The entire car shook with each impact. BANG. The rear window spider-webbed. BANG. Something that sounded expensive fell off the undercarriage. Shit!

I had two choices—stay and become the filling in a car-bull sandwich or make a run for it.

Glancing around the area, I spotted an enormous, fancy ranch house which looked exactly like the one in the photo that I'd been searching for. That had to be my destination. It sat about fifty yards away, a sprawling wooden structure that screamed salvation. I grabbed my purse, said a quick prayer to whatever deity protected idiotic city girls, and bolted from the car.

The bull noticed immediately.

“Shit, shit, shit!” I sprinted across the dirt yard, my designer flats slipping on loose gravel. Behind me, I could hear hoofbeats gaining ground.

I hit the wooden steps at full speed, taking them two at a time, and threw myself against the front door. It swungopen, and I tumbled inside, slamming it shut behind me just as something heavy crashed against it from the outside.

The door shuddered.

“Um, excuse me?” a woman asked behind me.

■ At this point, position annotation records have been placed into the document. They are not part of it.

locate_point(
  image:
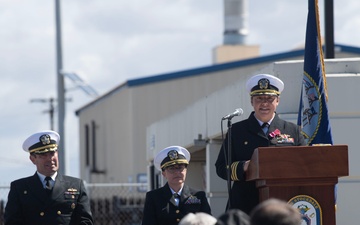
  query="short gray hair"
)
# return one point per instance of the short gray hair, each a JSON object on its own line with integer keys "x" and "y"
{"x": 198, "y": 218}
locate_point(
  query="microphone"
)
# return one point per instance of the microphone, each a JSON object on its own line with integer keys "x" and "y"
{"x": 237, "y": 112}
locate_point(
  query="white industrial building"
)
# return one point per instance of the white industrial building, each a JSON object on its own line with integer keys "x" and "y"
{"x": 122, "y": 130}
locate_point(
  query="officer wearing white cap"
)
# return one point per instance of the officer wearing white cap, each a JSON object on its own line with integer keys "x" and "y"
{"x": 261, "y": 129}
{"x": 47, "y": 197}
{"x": 169, "y": 204}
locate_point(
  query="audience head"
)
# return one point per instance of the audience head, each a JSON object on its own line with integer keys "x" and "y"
{"x": 234, "y": 217}
{"x": 275, "y": 212}
{"x": 198, "y": 218}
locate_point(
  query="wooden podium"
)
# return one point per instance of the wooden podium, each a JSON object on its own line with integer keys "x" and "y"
{"x": 301, "y": 174}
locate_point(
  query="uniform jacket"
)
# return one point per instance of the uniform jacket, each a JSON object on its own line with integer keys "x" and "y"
{"x": 30, "y": 204}
{"x": 160, "y": 210}
{"x": 247, "y": 135}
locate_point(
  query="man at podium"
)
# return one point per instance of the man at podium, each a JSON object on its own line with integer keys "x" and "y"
{"x": 263, "y": 128}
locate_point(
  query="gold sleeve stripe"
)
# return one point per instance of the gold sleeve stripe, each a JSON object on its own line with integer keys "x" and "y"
{"x": 233, "y": 170}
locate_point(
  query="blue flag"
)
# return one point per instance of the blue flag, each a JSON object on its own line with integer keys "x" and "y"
{"x": 313, "y": 112}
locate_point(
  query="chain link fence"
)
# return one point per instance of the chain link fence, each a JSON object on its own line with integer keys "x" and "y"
{"x": 111, "y": 204}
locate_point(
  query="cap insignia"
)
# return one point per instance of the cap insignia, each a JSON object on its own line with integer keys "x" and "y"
{"x": 264, "y": 83}
{"x": 45, "y": 139}
{"x": 173, "y": 154}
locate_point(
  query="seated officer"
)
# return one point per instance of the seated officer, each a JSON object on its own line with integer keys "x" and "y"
{"x": 47, "y": 197}
{"x": 170, "y": 203}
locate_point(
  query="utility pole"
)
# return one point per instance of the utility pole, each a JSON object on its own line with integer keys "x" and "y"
{"x": 51, "y": 108}
{"x": 60, "y": 91}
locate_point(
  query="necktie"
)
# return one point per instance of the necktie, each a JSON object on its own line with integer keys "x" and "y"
{"x": 48, "y": 185}
{"x": 265, "y": 127}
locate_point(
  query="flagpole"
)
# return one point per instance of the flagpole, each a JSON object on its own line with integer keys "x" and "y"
{"x": 329, "y": 29}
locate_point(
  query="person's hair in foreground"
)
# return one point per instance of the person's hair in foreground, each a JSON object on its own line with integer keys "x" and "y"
{"x": 275, "y": 212}
{"x": 198, "y": 218}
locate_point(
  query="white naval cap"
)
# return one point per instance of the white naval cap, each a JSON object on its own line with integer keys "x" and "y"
{"x": 170, "y": 156}
{"x": 264, "y": 84}
{"x": 42, "y": 142}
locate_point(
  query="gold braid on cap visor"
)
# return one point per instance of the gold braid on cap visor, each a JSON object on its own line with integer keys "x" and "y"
{"x": 173, "y": 162}
{"x": 52, "y": 147}
{"x": 265, "y": 92}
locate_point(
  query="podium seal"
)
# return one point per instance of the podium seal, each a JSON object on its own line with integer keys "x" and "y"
{"x": 309, "y": 209}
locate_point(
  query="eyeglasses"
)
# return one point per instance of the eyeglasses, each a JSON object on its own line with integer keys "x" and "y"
{"x": 264, "y": 99}
{"x": 177, "y": 168}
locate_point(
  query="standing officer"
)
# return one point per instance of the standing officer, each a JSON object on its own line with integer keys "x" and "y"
{"x": 170, "y": 203}
{"x": 47, "y": 197}
{"x": 262, "y": 128}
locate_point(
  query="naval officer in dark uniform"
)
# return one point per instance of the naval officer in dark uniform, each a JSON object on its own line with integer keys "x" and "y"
{"x": 47, "y": 197}
{"x": 170, "y": 203}
{"x": 262, "y": 128}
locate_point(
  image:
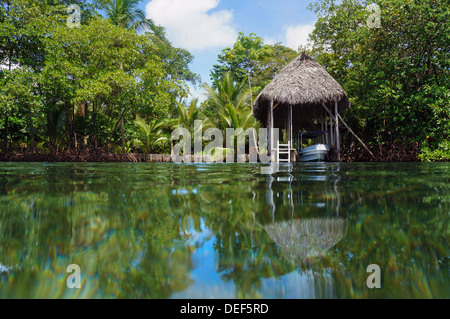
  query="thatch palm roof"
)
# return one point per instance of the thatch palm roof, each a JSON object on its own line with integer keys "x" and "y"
{"x": 303, "y": 83}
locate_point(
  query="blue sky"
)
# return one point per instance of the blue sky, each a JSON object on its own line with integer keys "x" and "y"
{"x": 205, "y": 27}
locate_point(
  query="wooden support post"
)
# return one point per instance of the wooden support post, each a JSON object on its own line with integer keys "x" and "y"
{"x": 338, "y": 142}
{"x": 331, "y": 132}
{"x": 271, "y": 128}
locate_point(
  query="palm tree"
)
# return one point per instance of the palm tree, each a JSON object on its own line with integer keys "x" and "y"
{"x": 153, "y": 134}
{"x": 125, "y": 14}
{"x": 231, "y": 100}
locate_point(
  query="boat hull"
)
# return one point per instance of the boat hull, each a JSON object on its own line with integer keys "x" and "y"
{"x": 315, "y": 153}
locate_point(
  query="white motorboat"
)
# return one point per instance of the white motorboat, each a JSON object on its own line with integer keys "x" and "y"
{"x": 314, "y": 153}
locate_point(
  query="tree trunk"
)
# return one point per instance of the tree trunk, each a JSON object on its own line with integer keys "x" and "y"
{"x": 94, "y": 114}
{"x": 5, "y": 135}
{"x": 32, "y": 145}
{"x": 122, "y": 132}
{"x": 70, "y": 127}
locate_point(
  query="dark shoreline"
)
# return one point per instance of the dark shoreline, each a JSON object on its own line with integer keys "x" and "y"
{"x": 105, "y": 157}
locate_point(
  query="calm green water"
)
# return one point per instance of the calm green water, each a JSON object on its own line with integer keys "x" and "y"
{"x": 224, "y": 230}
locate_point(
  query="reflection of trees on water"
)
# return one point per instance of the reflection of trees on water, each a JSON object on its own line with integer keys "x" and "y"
{"x": 131, "y": 227}
{"x": 302, "y": 241}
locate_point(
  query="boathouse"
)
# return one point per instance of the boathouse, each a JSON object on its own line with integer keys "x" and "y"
{"x": 303, "y": 97}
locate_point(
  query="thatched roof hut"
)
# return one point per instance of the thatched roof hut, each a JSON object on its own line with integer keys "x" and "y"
{"x": 298, "y": 98}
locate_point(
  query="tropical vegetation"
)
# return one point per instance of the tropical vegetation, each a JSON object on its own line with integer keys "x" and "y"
{"x": 64, "y": 89}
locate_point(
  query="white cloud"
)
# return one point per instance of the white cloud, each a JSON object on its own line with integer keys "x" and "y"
{"x": 191, "y": 24}
{"x": 296, "y": 35}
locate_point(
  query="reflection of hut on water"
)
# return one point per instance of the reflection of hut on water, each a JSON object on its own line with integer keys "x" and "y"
{"x": 302, "y": 241}
{"x": 303, "y": 96}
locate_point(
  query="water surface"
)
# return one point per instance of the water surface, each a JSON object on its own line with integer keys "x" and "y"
{"x": 149, "y": 230}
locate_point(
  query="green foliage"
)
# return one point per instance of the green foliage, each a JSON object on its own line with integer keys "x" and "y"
{"x": 230, "y": 101}
{"x": 251, "y": 59}
{"x": 152, "y": 135}
{"x": 398, "y": 76}
{"x": 440, "y": 154}
{"x": 85, "y": 83}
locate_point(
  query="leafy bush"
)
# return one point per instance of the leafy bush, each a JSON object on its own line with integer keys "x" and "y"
{"x": 441, "y": 154}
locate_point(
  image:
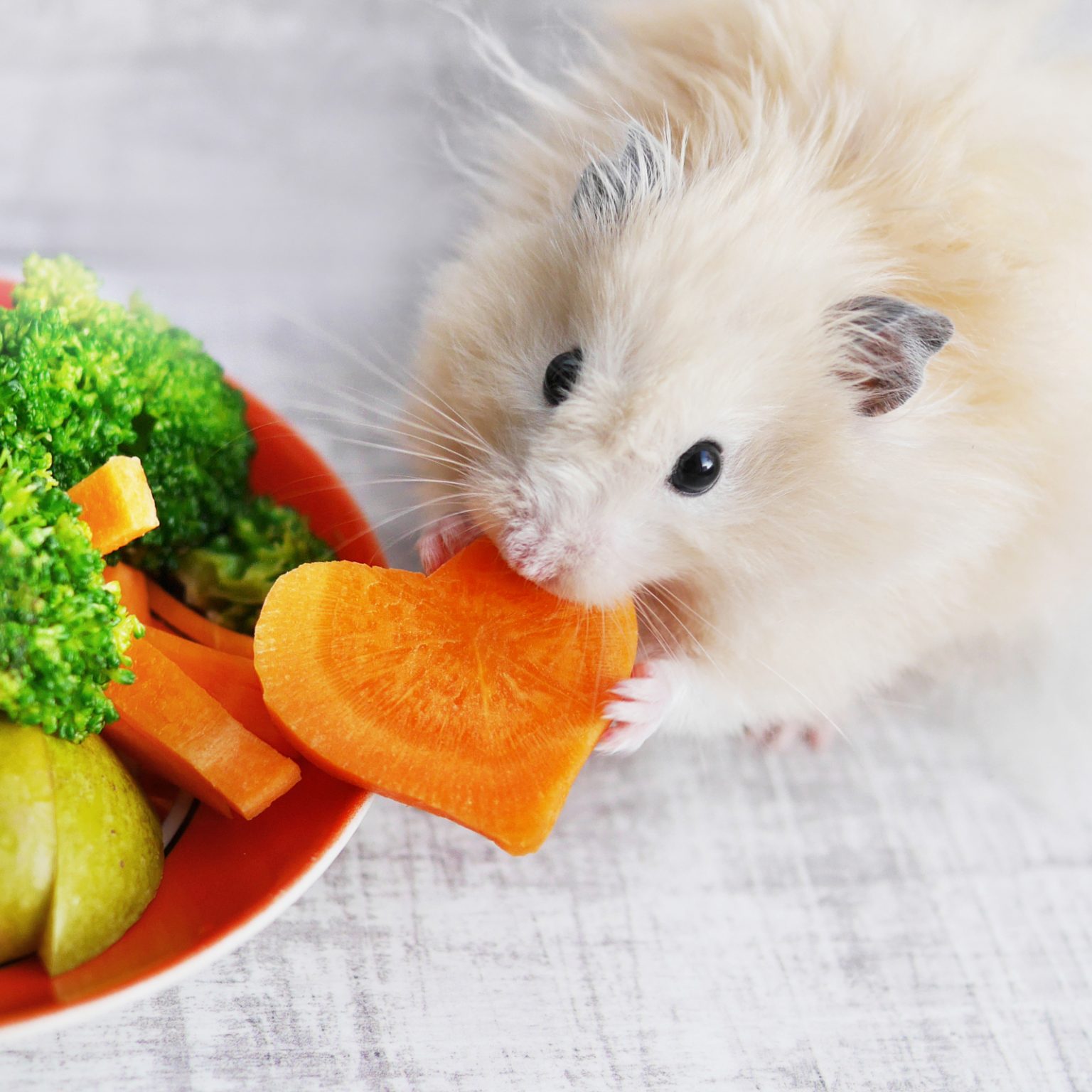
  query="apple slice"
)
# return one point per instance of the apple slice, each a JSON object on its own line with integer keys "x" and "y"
{"x": 109, "y": 853}
{"x": 28, "y": 839}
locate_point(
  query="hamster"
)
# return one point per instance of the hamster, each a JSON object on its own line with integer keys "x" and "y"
{"x": 776, "y": 318}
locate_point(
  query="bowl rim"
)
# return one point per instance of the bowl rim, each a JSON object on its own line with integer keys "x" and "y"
{"x": 338, "y": 508}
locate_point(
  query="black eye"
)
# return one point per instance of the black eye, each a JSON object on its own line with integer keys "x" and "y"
{"x": 697, "y": 469}
{"x": 562, "y": 375}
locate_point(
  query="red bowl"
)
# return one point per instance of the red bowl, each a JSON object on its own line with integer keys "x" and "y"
{"x": 224, "y": 878}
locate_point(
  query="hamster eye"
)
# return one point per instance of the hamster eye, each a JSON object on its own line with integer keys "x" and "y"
{"x": 697, "y": 470}
{"x": 562, "y": 375}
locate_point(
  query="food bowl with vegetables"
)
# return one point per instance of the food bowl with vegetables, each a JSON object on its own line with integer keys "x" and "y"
{"x": 205, "y": 668}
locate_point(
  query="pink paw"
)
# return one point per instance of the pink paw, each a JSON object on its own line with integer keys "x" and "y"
{"x": 448, "y": 536}
{"x": 640, "y": 707}
{"x": 780, "y": 737}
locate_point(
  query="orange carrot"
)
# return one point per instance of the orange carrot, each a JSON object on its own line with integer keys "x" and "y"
{"x": 186, "y": 735}
{"x": 232, "y": 680}
{"x": 201, "y": 663}
{"x": 116, "y": 503}
{"x": 472, "y": 694}
{"x": 197, "y": 627}
{"x": 134, "y": 589}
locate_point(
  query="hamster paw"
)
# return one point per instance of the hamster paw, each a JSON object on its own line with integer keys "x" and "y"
{"x": 448, "y": 536}
{"x": 640, "y": 707}
{"x": 781, "y": 737}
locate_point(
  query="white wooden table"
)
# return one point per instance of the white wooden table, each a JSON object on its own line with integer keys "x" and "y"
{"x": 899, "y": 913}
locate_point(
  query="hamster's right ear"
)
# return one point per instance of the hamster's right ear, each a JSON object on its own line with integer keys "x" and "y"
{"x": 890, "y": 342}
{"x": 609, "y": 187}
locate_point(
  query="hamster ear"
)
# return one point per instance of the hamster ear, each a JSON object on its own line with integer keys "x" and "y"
{"x": 892, "y": 341}
{"x": 607, "y": 187}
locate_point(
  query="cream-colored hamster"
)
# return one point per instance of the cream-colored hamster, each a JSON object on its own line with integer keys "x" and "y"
{"x": 778, "y": 317}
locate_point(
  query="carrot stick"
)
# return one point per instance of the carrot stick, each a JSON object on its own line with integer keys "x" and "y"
{"x": 116, "y": 503}
{"x": 134, "y": 589}
{"x": 197, "y": 627}
{"x": 185, "y": 734}
{"x": 202, "y": 663}
{"x": 232, "y": 680}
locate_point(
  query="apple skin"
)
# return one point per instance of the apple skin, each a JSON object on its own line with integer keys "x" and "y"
{"x": 109, "y": 853}
{"x": 28, "y": 839}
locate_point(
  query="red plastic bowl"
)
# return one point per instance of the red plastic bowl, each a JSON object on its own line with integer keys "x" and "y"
{"x": 224, "y": 878}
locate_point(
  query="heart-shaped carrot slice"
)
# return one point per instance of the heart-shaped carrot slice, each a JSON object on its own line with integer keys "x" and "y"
{"x": 472, "y": 694}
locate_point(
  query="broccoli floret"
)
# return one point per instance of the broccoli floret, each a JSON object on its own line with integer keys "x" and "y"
{"x": 63, "y": 633}
{"x": 87, "y": 379}
{"x": 230, "y": 578}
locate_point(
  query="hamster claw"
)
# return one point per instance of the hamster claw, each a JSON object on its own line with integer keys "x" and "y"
{"x": 448, "y": 536}
{"x": 640, "y": 708}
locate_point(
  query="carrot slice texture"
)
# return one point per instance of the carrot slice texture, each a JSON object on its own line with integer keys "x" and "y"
{"x": 186, "y": 735}
{"x": 472, "y": 694}
{"x": 116, "y": 503}
{"x": 197, "y": 627}
{"x": 232, "y": 680}
{"x": 134, "y": 589}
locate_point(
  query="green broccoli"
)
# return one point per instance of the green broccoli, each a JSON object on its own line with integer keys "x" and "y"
{"x": 85, "y": 379}
{"x": 63, "y": 633}
{"x": 230, "y": 577}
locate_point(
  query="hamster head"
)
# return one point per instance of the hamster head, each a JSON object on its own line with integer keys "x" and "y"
{"x": 655, "y": 377}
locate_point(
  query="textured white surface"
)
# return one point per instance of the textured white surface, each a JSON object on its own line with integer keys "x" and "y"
{"x": 898, "y": 913}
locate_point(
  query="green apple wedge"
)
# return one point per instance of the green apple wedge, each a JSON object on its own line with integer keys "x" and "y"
{"x": 109, "y": 853}
{"x": 28, "y": 839}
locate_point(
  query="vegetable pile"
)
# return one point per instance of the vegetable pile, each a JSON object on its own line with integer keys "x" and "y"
{"x": 83, "y": 382}
{"x": 134, "y": 566}
{"x": 85, "y": 379}
{"x": 63, "y": 633}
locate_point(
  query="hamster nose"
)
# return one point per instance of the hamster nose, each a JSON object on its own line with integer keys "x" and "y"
{"x": 536, "y": 556}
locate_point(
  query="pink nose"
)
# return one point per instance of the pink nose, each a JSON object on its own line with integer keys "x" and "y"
{"x": 535, "y": 558}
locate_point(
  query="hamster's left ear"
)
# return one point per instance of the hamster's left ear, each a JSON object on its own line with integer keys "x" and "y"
{"x": 890, "y": 343}
{"x": 609, "y": 187}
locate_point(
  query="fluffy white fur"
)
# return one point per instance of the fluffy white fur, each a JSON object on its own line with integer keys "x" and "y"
{"x": 803, "y": 153}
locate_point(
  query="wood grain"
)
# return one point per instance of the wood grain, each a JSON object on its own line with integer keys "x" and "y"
{"x": 901, "y": 913}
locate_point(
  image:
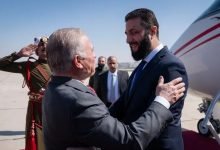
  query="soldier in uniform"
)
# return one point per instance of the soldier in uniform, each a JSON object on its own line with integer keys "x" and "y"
{"x": 36, "y": 73}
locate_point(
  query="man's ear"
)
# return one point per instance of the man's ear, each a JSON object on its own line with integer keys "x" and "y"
{"x": 153, "y": 31}
{"x": 77, "y": 62}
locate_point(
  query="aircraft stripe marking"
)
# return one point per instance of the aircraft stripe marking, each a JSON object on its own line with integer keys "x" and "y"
{"x": 209, "y": 39}
{"x": 198, "y": 37}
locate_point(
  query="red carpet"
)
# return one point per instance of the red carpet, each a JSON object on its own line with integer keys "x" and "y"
{"x": 194, "y": 141}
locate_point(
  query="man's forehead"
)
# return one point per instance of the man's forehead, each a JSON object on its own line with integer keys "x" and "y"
{"x": 133, "y": 24}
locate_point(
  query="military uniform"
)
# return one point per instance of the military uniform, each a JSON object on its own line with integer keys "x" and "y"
{"x": 36, "y": 76}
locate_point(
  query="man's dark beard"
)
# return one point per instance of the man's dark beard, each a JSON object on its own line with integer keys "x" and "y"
{"x": 143, "y": 50}
{"x": 100, "y": 66}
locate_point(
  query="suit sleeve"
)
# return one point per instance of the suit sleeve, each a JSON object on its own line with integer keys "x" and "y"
{"x": 170, "y": 72}
{"x": 95, "y": 127}
{"x": 174, "y": 70}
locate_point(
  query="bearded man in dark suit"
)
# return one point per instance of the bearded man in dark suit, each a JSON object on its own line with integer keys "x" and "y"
{"x": 142, "y": 31}
{"x": 75, "y": 118}
{"x": 112, "y": 83}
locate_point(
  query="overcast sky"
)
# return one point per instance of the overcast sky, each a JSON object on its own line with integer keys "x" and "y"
{"x": 102, "y": 20}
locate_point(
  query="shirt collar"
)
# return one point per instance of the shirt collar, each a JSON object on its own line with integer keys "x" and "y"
{"x": 115, "y": 73}
{"x": 149, "y": 57}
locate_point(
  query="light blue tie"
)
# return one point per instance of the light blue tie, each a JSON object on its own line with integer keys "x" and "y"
{"x": 112, "y": 89}
{"x": 137, "y": 74}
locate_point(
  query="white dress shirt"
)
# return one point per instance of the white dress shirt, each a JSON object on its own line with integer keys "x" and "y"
{"x": 115, "y": 81}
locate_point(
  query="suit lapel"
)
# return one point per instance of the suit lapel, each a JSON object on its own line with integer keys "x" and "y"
{"x": 147, "y": 69}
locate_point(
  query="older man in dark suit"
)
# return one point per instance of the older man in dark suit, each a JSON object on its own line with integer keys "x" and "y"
{"x": 142, "y": 31}
{"x": 74, "y": 117}
{"x": 112, "y": 83}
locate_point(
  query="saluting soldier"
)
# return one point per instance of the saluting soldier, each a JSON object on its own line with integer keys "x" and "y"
{"x": 36, "y": 73}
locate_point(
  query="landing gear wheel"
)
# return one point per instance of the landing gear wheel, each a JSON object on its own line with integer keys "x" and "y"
{"x": 203, "y": 130}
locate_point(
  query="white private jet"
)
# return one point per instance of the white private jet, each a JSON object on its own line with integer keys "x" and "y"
{"x": 199, "y": 49}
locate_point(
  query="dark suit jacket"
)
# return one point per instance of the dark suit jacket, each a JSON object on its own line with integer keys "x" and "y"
{"x": 131, "y": 105}
{"x": 102, "y": 90}
{"x": 73, "y": 116}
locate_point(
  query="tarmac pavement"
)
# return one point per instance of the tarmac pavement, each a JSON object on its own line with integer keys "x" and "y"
{"x": 13, "y": 104}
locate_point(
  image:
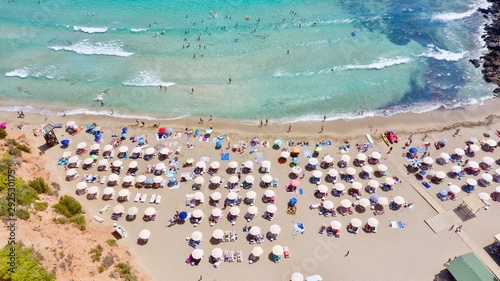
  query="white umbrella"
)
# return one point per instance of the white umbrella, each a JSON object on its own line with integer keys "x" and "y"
{"x": 215, "y": 179}
{"x": 132, "y": 211}
{"x": 399, "y": 200}
{"x": 218, "y": 234}
{"x": 278, "y": 250}
{"x": 217, "y": 253}
{"x": 144, "y": 234}
{"x": 328, "y": 204}
{"x": 232, "y": 195}
{"x": 257, "y": 251}
{"x": 317, "y": 174}
{"x": 197, "y": 235}
{"x": 216, "y": 196}
{"x": 350, "y": 171}
{"x": 373, "y": 222}
{"x": 335, "y": 224}
{"x": 249, "y": 179}
{"x": 365, "y": 202}
{"x": 197, "y": 213}
{"x": 356, "y": 222}
{"x": 234, "y": 211}
{"x": 255, "y": 230}
{"x": 271, "y": 208}
{"x": 149, "y": 211}
{"x": 382, "y": 168}
{"x": 108, "y": 191}
{"x": 197, "y": 254}
{"x": 118, "y": 209}
{"x": 346, "y": 203}
{"x": 275, "y": 229}
{"x": 215, "y": 165}
{"x": 233, "y": 179}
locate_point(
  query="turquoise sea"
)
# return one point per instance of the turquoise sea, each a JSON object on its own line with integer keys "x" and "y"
{"x": 288, "y": 60}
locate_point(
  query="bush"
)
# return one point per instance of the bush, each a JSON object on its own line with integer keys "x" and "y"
{"x": 22, "y": 213}
{"x": 41, "y": 206}
{"x": 68, "y": 206}
{"x": 39, "y": 185}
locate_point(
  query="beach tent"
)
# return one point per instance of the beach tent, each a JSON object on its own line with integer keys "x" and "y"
{"x": 469, "y": 267}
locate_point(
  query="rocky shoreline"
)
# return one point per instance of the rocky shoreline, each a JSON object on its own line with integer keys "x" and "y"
{"x": 491, "y": 60}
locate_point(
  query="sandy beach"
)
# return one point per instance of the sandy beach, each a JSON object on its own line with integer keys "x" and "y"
{"x": 414, "y": 252}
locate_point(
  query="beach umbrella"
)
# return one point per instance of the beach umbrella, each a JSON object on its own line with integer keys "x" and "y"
{"x": 113, "y": 177}
{"x": 93, "y": 189}
{"x": 491, "y": 142}
{"x": 267, "y": 178}
{"x": 269, "y": 193}
{"x": 472, "y": 182}
{"x": 257, "y": 251}
{"x": 271, "y": 208}
{"x": 132, "y": 211}
{"x": 198, "y": 213}
{"x": 328, "y": 159}
{"x": 197, "y": 254}
{"x": 382, "y": 168}
{"x": 428, "y": 160}
{"x": 327, "y": 204}
{"x": 118, "y": 209}
{"x": 251, "y": 194}
{"x": 483, "y": 196}
{"x": 322, "y": 188}
{"x": 233, "y": 179}
{"x": 350, "y": 171}
{"x": 382, "y": 201}
{"x": 215, "y": 179}
{"x": 232, "y": 195}
{"x": 141, "y": 179}
{"x": 71, "y": 172}
{"x": 454, "y": 188}
{"x": 339, "y": 186}
{"x": 275, "y": 229}
{"x": 356, "y": 222}
{"x": 108, "y": 191}
{"x": 255, "y": 230}
{"x": 346, "y": 203}
{"x": 345, "y": 158}
{"x": 278, "y": 250}
{"x": 234, "y": 211}
{"x": 459, "y": 151}
{"x": 333, "y": 172}
{"x": 365, "y": 202}
{"x": 488, "y": 160}
{"x": 373, "y": 222}
{"x": 253, "y": 210}
{"x": 335, "y": 224}
{"x": 399, "y": 200}
{"x": 81, "y": 145}
{"x": 317, "y": 174}
{"x": 249, "y": 179}
{"x": 83, "y": 185}
{"x": 144, "y": 234}
{"x": 197, "y": 235}
{"x": 296, "y": 170}
{"x": 218, "y": 234}
{"x": 440, "y": 174}
{"x": 367, "y": 169}
{"x": 217, "y": 253}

I turned around, still breathing hard, and found myself staring at the most confusing scene of my entire life.

Three men were positioned around a rustic living room, each one holding a tiny, fluffy kitten and wearing no shirts. Not just holding—posing. One man sat in a leather armchair with an orange tabby kitten perched on his broad shoulder. Another leaned against the fireplace mantel, cradling a black and white kitten like it was made of spun glass. The third knelt on the floor with a gray kitten tucked against his chest, his expression serious as death.

A woman with purple hair and enough camera equipment to shoot a movie stood in the center of it all, looking like I’d just ruined her masterpiece.

“Who are you, and why are you interrupting my shoot?” she demanded.

The door shuddered again behind me, and I pressed my back against it. “There’s a bull outside trying to murder me, and your models are holding kittens.”

“They’re not models,” the woman said with exaggerated patience. “They’re cowboys. And this is a calendar shoot for the local animal shelter. ‘Cowboys and Kittens—Adopt Love’.”

The cowboy with the gray kitten, who had dark hair and shoulders that belonged in a lumberjack competition, stood up slowly. “Ma’am? Are you hurt?”

“Only my dignity,” I managed. “And possibly my rental car. Brutus wasn’t interested in negotiations.”

“Brutus?” The man by the fireplace had sandy brown hair and laugh lines that suggested he found most of life amusing.

The third cowboy, still seated with his orange kitten, had the kind of steady presence that made you think he could handle anything. “We should probably go wrangle him before he decides to redecorate the truck.”

“But we’re not finished!” the photographer protested. “I need at least twelve more shots for the calendar, and the lighting is perfect right now!”

The door behind me gave another ominous thud.

“I think Brutus might have other plans,” I said weakly.

The three men looked at each other, then at their kittens, then at me.

“Then,” said the one with the gray kitten, gently transferring the tiny ball of fluff to my arms, “looks like you’re our emergency kitten-sitter.”